In the normal knee joint, AAT is organised into the largest Hoffa infrapatellar fat pad (IPFP), and three smaller fat pads. The IPFP is situated intracapsularly, and extrasynovially, but in close contact with synovial membrane (SM) and cartilage surface.11 12 Structural and histological alterations of AAT have been demonstrated in animal models and patients with various arthritides, suggesting that this tissue is also affected with disease.11,–,15 Moreover, infiltration of immune cells (monocytes, granulocytes, T lymphocytes) has been observed in the IPFP in the joints of patients with osteoarthritis (OA), and in animal models for OA and RA.14,–,16 There are also reports showing elevated expression or secretion of cytokines—that is, tumour necrosis factor (TNF), and interleukin 6 (IL-6), as well as growth factors and classic adipokines (adiponectin, adipsin, visfatin) by the IPFP of patients with OA.15,–,18 However, corresponding evidence from patients with RA is missing. In addition, data concerning the effects of cytokines relevant to RA pathogenesis on AAT secretory activity are not available. Therefore, a comparative analysis of spontaneous and stimuli-induced classic adipokine (leptin, adiponectin) and cytokine (IL-1, IL-1 receptor antagonist (IL-1Ra), TNF, IL-6, IL-8) secretion by cultured explants of rheumatoid AAT and SM was carried out in this study. Moreover, biological activity of AAT and SM tissue-conditioned media was evaluated using rheumatoid fibroblast-like synoviocytes (FLS) as responder cells.
Patients and methods
A group of 34 patients (32F/2M) who fulfilled the American College of Rheumatology revised criteria for the diagnosis of RA stages III–IV was included in this study.19 The mean (range) patients' age and disease duration was 52 (29–66) and 19 (3–40) years, respectively. Tissue specimens were obtained from the knee joints at the time of total joint surgery, performed as a normal part of clinical care. All patients gave their informed consent and the study was approved by the Institute of Rheumatology Ethics Committee. Patients were treated with both methotrexate and steroids; none had received biological therapy. Methotrexate treatment was discontinued 1 week before surgery.

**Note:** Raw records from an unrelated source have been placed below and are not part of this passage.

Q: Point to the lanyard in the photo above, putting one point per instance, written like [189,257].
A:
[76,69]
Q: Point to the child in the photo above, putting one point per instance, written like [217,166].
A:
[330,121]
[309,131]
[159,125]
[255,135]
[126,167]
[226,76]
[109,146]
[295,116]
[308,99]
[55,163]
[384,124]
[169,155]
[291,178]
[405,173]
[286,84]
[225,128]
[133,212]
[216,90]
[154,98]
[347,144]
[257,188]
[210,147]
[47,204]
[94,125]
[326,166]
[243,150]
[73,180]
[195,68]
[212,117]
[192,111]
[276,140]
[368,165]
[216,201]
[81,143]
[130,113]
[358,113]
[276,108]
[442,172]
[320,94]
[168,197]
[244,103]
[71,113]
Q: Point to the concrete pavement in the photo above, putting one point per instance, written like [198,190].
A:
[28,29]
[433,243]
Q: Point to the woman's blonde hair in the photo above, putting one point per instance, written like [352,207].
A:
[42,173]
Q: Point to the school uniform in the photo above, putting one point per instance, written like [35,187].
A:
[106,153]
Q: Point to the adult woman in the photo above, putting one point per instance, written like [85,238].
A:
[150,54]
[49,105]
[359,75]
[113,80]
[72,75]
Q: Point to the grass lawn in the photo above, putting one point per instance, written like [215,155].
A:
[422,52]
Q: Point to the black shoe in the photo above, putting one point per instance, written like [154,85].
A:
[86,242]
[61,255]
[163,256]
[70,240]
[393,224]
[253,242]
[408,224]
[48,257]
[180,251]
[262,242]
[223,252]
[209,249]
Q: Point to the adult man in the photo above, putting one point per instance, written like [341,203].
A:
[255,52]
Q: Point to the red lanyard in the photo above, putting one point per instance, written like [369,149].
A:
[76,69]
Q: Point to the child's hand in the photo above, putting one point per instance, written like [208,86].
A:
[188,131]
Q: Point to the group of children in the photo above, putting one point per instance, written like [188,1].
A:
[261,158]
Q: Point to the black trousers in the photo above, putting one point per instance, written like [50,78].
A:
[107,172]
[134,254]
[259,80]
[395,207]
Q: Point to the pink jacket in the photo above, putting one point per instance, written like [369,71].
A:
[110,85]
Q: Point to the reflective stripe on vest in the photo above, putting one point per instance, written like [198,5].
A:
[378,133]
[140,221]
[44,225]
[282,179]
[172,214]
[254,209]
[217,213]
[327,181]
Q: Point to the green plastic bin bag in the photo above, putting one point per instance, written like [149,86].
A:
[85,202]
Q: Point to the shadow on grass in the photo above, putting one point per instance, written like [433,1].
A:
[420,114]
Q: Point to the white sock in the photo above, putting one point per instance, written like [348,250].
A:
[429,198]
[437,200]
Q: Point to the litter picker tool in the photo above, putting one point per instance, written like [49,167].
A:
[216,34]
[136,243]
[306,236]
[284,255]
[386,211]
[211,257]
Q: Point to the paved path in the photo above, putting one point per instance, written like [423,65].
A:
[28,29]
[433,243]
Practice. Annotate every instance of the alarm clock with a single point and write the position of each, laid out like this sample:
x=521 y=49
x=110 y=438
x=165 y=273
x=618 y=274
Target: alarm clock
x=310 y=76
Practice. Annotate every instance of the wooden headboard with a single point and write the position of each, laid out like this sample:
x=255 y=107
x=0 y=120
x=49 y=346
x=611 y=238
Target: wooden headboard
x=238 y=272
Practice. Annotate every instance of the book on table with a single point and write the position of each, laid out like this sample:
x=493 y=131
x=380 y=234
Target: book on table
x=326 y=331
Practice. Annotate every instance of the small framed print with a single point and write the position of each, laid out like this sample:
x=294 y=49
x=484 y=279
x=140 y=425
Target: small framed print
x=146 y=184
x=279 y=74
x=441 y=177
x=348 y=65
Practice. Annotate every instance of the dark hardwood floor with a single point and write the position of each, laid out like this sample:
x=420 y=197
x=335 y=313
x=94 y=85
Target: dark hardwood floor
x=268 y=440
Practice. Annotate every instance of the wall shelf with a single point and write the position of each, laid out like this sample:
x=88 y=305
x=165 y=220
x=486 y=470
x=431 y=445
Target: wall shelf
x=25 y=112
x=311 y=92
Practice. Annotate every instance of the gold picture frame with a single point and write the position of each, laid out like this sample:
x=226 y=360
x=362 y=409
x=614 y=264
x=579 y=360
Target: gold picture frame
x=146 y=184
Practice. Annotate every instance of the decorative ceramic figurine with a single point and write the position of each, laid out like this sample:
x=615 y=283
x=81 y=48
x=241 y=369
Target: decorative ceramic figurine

Tissue, cell culture and treatment
Tissues, transported in sterile buffer (phosphate-buffered saline, 5.5 mM glucose, 50 μg/ml gentamicin) were processed under sterile conditions within 2 h after removal from the patients. Tissue explants were prepared according to a previously described protocol.20 Briefly, AAT was separated from SM and every tissue was cut into 8–10 mg pieces. After extensive washing with phosphate-buffered saline, tissue explants (100 mg/ml/well) were placed into a 24-well culture plate and precultured for quiescence (26 h, 37°C, 5% CO2) in Dulbecco's modified eagle medium (DMEM) supplemented with antibiotics (50 μg/ml gentamicin, 100 mg/ml kanamycin). Before stimulation, culture medium (CM) was replaced three times (at 1, 18 and 26 h of preculture) with fresh CM. Tissue explants were stimulated for 18 h with recombinant human cytokines relevant to RA pathogenesis—namely, IL-1β (1 ng/ml), TNF (10 ng/ml) or 40 ng/ml of interferon γ (IFNγ), IL-15, IL-17 or IL-23 (all cytokines were from R&D systems, Minneapolis, MN, USA). Tissue explants cultured in medium alone or treated with 1 μg/ml of lipopolysaccharide (LPS) from Escherichia coli 055:B5 (LPS, Difco, Detroit, MI, USA) were used as the negative or positive controls, respectively. Finally, adipocytokine concentrations in culture supernatants were measured by specific ELISA. Experiments were performed using tissue explants obtained from a number of different patients with RA, and each culture was carried out in duplicate.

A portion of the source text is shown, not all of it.